Fig. 1: Overall characteristics of the PURE01 pre-treatment cohort.

a Heatmap showing five unsupervised consensus clusters, and 1005 differentially expressed genes satisfying p(adj) <10−4 and |log2(FC)| > 2. Covariate tracks show response (CR complete response, PR partial response, and NR non-response), PD-L1 (+/−) status from a Dako 22C3 combined positive score (CPS) assay (+ corresponds to ≥10%), and gender. P-values are from two-sided Fisher exact tests, and are uncorrected for multiple hypothesis testing. b Fraction of PURE01 samples in consensus subtypes that had a complete response (CR), partial response (PR), and non-response (NR). The stacked bar at the right shows the overall responses for the cohort. c Kaplan–Meier plot of recurrence for the five PURE-01 MIBC expression subtypes, censored at 24 months, with a log-rank p-value. d PD-L1 +/− status, shown as fractions of samples in each subtype. e Predicted Lund, TCGA, consensusMIBC, and MD Anderson subtypes for PURE-01 n = 82 expression subtypes.

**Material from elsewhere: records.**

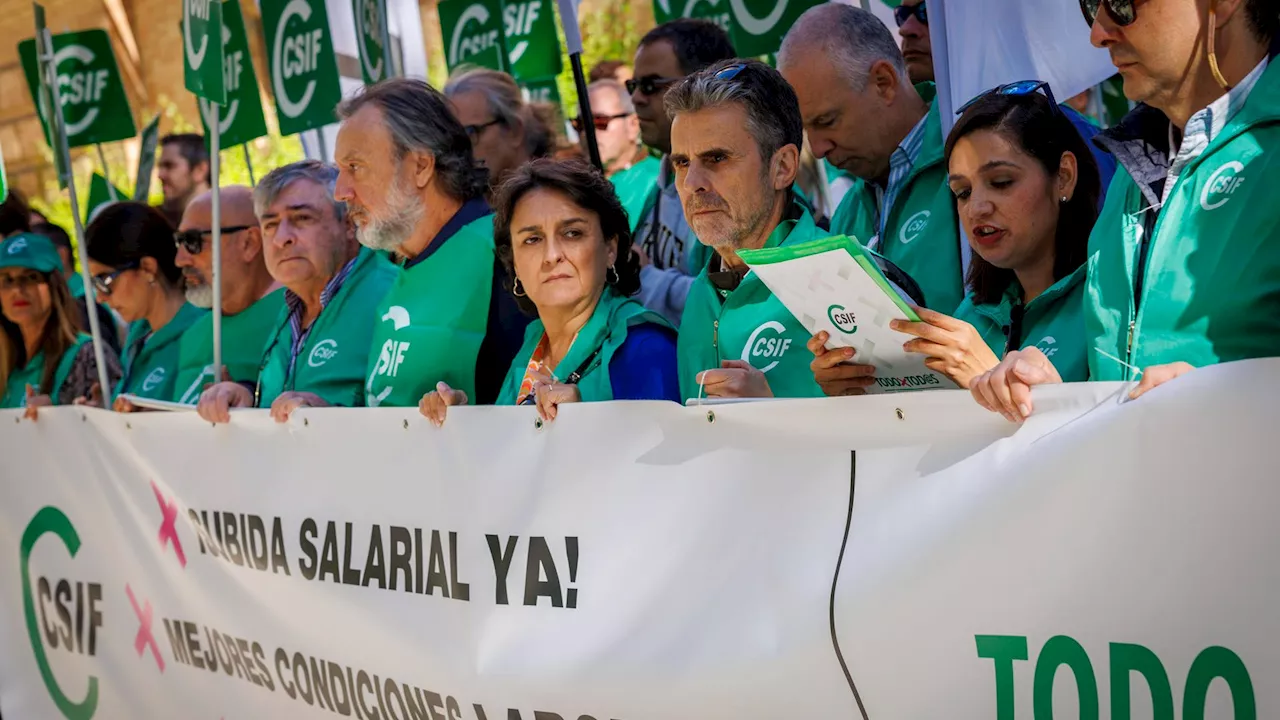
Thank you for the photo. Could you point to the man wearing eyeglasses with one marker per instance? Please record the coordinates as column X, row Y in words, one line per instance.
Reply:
column 670, row 253
column 251, row 297
column 864, row 115
column 627, row 163
column 1184, row 260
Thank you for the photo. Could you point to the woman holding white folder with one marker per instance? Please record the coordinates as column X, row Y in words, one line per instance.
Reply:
column 1027, row 192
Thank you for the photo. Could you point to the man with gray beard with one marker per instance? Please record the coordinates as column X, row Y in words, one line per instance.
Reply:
column 251, row 299
column 411, row 185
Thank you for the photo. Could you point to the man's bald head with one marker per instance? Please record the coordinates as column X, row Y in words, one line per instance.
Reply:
column 243, row 269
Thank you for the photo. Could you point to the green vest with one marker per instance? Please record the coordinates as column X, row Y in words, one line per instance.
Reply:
column 1211, row 288
column 749, row 323
column 922, row 228
column 243, row 337
column 16, row 390
column 634, row 186
column 333, row 359
column 151, row 359
column 430, row 324
column 593, row 349
column 1054, row 322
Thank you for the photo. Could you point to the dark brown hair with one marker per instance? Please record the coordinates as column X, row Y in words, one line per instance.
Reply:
column 1043, row 132
column 586, row 188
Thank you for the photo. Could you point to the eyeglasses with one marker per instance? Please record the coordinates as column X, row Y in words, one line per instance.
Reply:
column 649, row 85
column 1123, row 12
column 1020, row 87
column 600, row 122
column 23, row 281
column 103, row 283
column 903, row 13
column 474, row 131
column 193, row 241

P-values for the covariate tracks are from Fisher exact tests and were Bonferroni-corrected for multiple hypothesis testing (x4). f, g Dot representation of GSEA AUCs for selected f MSigDB Hallmark gene sets, and g Mariathasan et al. 2018 gene sets for the five subtypes. Enriched (vs. repressed) gene sets are shown as red (vs. blue) discs, with disc areas proportional to the areas-under-the-curve (AUCs) of the CERNO test results. h For the PURE01 subtypes, CMap v1.0 connectivity score-rank distributions, with a binary heatmap showing chemical perturbagens with the most negative scores. The dotted box highlights perturbagens that have large negative connectivity scores.